Outliers can cause trouble in fitting models to data. Even simple models: if the numbers 170, 164, 185 and 400 are centimeter measurements of the heights of people, it is obvious that one is an outlier. Computing their mean illustrates the problem – 230 cm is not a good estimate of average human height. One solution would be to compute the median instead.

Outliers are often dealt with by formulating robust versions of the fitting criteria. The median is an example of a robust estimator of central tendency – being defined as the middle sample in the data, it is not affected by the magnitude of the extreme samples. More generally, in regression problems, the least-squares criterion can be replaced with least absolute deviations (LAD) to combat the effect of outliers. This post considers a peculiar robust estimation method, especially popular in Computer Vision, called RANSAC.

Randomness to the rescue

RANSAC stands for RANdom SAmple Consensus. The method works by repeatedly fitting a model to small random subsets of the data, and counting the points that agree with the fit. Here, “agree” means that the point is close enough to the model by some error criterion. The final model is the one that produces the best agreement (the “consensus”).

Why does this work? As a simple example, consider data from a line corrupted by uniform noise in a rectangle (left on the figure below). First, assume that our random sample happens to give an excellent fit to the linear data. If the error threshold is reasonable, most points on the line agree with the model, whereas few noise points do. Now, assume that the random sample yields a model not quite parallel to the true line. Because of a lack of structure in the noise, fewer points will agree with the resulting model. Thus, given enough iterations to find a representative random sample, RANSAC will find a good estimate. The figure below on the right, shows the result for the data on the left. Before I continue, a couple of details about this and the rest of the examples: on each iteration, a line was fit to three random points using simple least squares, and inliers were points whose absolute distance to the model in the y-coordinate was smaller than 0.01.

Line with outliers RANSAC line fit

Now, what would happen if the data was corrupted by points from another line? RANSAC could select either one. Of course, this problem is silly, because no method can say which line is correct. But the example reveals a critical assumption of RANSAC: the number of points agreeing with the true model should be larger than the number of points agreeing with any random model. This also means that there should not be too many outliers; otherwise, even in the absence of such “pathological” structure, any model could be selected over the true one.

Pathological line

So what are the advantages of RANSAC over, say, LAD estimation? The most obvious one is that it’s generic: any model and fitting algorithm can be plugged in, as long as they’re accompanied with a per-sample error estimate. I will next discuss another advantage, which was hinted at in the example: RANSAC naturally lends itself to fitting multiple models.
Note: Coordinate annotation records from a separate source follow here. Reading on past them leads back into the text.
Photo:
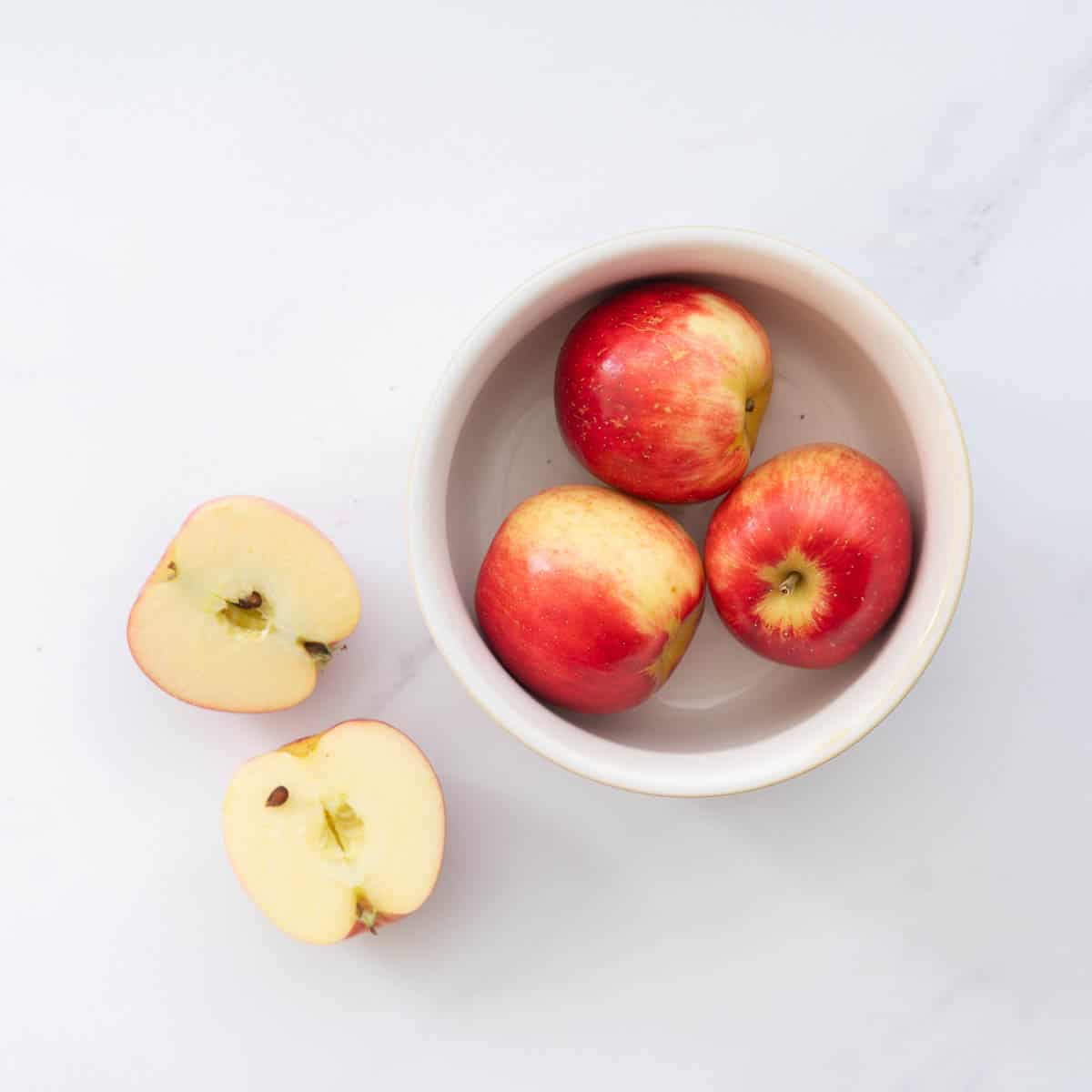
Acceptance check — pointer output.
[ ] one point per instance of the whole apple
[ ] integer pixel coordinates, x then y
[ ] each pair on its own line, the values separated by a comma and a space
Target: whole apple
809, 556
590, 598
661, 390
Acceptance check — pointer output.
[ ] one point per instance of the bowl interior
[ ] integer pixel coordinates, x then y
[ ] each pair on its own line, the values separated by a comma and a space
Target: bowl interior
846, 369
825, 388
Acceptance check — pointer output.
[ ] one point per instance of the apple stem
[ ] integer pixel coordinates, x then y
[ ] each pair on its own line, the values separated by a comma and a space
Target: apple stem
787, 585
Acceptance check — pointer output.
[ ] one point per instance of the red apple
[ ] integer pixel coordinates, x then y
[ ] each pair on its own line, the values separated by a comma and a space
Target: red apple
660, 391
590, 598
337, 834
809, 556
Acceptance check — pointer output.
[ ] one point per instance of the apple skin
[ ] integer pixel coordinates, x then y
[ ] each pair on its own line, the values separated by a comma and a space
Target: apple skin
653, 387
590, 598
834, 517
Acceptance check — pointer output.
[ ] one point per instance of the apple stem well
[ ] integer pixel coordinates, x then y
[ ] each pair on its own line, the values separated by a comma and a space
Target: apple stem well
789, 584
365, 912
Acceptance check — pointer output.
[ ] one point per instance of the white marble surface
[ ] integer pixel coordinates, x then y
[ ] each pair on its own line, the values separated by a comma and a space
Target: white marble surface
238, 246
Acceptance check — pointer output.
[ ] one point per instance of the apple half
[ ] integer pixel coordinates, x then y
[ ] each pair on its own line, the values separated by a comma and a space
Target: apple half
244, 609
337, 834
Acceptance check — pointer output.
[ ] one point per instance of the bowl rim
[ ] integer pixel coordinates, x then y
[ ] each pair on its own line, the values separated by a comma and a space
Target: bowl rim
420, 517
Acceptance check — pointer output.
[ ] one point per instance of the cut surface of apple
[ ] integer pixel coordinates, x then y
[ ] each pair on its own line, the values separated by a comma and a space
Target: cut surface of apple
337, 834
244, 609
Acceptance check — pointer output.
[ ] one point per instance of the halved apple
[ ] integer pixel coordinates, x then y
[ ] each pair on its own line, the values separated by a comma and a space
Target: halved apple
339, 833
244, 609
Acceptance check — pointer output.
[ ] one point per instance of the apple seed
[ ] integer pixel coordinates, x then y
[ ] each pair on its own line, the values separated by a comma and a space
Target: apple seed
317, 651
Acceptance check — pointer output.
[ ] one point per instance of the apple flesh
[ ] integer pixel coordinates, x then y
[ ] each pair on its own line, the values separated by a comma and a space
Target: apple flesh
808, 558
590, 598
661, 390
244, 609
337, 834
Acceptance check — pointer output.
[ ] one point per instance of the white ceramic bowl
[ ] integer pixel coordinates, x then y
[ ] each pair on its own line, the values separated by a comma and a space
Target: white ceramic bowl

Fitting multiple models with RANSAC

Consider again a case where the data consists of uniform random noise, as well as noisy data sampled from multiple lines, say five. What if, instead of choosing the “consensus” model and calling it a day, we took the 100 most voted models? In the following figures, the data is shown on the left, and the 100 best models on the right:

5 lines Model candidates

The random models (grey circles) cluster neatly around the true models (cyan circles). From this, it should be easy to find the models using some clustering algorithm. In this example, the orange circles are the result of running the mean shift mode-finding algorithm on the results. Here is the final result:

Fitted models

You may have noticed that this approach ignores some important information: apart from selecting the models with the most inliers, the number of inliers is not used. The number of models we considered was completely arbitrary, and in general would require some thought. Furthermore, the result now depends not only on the parameters of RANSAC, but also on the clustering method and its parameters. I haven’t reviewed the literature to see how far this idea has been developed, but one interesting method is J-linkage; it takes a different approach by clustering together points that agree with the same models.